What Was the Initial Velocity and Direction of Object m1 Before Collision?

[Jameson]

Two objects collide and bounce off one another. After the collision, object m1 = 2.68 kg moves off at 11.8 m/s at a heading of 329 degrees. Object m2 = 2.88 kg moves off at 11.6 m/s at a heading of 212 degrees. Initially, m2 was traveling at 9.3 m/s at a heading of 306 degrees. What must have been the initial velocity of m1? Give the speed for your first answer and the compass heading for your second answer. (remember, the CAPA abbreviation for degrees is deg)

someone help me. I'm lost.

 

[Doc Al]

Use conservation of momentum. Treat x (East) and y (North) components separately.

 

[wais]

Sure, I can help you solve this problem.

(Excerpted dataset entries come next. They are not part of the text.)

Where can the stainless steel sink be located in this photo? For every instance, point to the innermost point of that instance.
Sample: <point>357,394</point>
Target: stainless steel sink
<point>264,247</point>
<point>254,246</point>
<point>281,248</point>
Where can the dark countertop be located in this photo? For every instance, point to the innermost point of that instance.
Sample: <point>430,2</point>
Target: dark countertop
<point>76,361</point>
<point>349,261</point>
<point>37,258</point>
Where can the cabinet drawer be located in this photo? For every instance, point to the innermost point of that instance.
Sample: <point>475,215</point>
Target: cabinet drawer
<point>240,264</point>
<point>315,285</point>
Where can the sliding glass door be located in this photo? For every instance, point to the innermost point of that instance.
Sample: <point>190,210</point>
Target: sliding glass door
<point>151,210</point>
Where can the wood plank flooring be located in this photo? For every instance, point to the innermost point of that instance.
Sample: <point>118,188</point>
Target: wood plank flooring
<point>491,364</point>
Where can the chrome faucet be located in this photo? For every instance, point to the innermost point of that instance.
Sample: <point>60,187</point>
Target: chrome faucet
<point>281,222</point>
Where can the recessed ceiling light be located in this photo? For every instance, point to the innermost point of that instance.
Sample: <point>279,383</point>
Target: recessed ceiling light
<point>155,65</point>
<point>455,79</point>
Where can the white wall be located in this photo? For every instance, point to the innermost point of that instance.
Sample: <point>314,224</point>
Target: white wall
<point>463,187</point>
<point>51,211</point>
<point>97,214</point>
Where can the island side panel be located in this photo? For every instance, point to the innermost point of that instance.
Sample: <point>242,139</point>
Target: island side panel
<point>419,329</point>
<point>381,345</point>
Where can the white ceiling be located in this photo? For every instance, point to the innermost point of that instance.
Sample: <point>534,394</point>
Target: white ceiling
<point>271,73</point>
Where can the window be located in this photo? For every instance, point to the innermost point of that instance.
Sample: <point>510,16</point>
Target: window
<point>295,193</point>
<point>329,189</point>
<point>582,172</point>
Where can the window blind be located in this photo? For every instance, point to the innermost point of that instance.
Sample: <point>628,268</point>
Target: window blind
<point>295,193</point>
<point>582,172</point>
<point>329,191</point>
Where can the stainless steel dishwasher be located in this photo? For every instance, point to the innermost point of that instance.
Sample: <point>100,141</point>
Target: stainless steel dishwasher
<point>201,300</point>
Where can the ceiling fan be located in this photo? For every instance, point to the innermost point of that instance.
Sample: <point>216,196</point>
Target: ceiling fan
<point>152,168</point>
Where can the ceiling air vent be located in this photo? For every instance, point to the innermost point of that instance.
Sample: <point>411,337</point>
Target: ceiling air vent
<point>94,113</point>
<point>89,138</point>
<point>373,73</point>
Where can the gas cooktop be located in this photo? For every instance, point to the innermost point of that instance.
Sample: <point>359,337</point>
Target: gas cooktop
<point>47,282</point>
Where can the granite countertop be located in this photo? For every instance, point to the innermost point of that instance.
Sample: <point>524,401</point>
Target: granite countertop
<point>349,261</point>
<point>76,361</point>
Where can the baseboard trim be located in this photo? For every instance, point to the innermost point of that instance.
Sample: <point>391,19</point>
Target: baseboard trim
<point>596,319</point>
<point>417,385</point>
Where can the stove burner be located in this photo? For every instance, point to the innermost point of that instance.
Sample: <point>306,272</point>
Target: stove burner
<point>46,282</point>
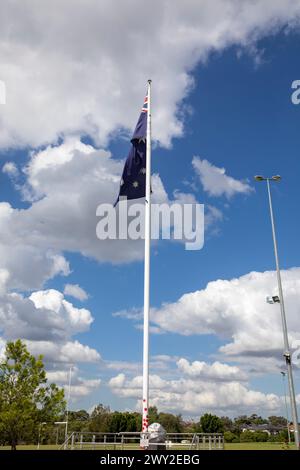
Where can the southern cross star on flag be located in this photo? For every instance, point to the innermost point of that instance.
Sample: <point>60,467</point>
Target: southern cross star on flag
<point>133,181</point>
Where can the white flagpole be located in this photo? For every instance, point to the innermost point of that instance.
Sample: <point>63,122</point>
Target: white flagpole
<point>147,269</point>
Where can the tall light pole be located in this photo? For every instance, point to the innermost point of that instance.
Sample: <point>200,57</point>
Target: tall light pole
<point>68,401</point>
<point>286,407</point>
<point>287,353</point>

First, we need to use the conservation of momentum principle, which states that the total momentum before a collision is equal to the total momentum after the collision.

We can set up two equations to represent the momentum of each object before and after the collision:

m1v1 + m2v2 = m1v1' + m2v2' (equation 1)
Since we are looking for the initial velocity of m1, we can solve for v1:

v1 = (m1v1' + m2v2' - m2v2) / m1 (equation 2)

Now, let's plug in the given values into equation 1:

(2.68 kg)(v1) + (2.88 kg)(9.3 m/s) = (2.68 kg)(11.8 m/s) + (2.88 kg)(11.6 m/s)

We can simplify this to:

(2.68 kg)(v1) = (2.68 kg)(11.8 m/s) + (2.88 kg)(11.6 m/s) - (2.88 kg)(9.3 m/s)
v1 = (2.68 kg)(11.8 m/s) + (2.88 kg)(11.6 m/s) - (2.88 kg)(9.3 m/s) / (2.68 kg)
v1 = 31.3 m/s

So, the initial velocity of m1 was 31.3 m/s. Now, let's find the compass heading. We can use trigonometry to solve for the angle:

tan θ = (v1y) / (v1x)
θ = tan^-1 ((v1y) / (v1x))
θ = tan^-1 (11.8 m/s / 31.3 m/s)
θ = 19.6 deg

Therefore, the initial velocity of m1 was 31.3 m/s at a heading of 19.6 degrees. I hope this helps!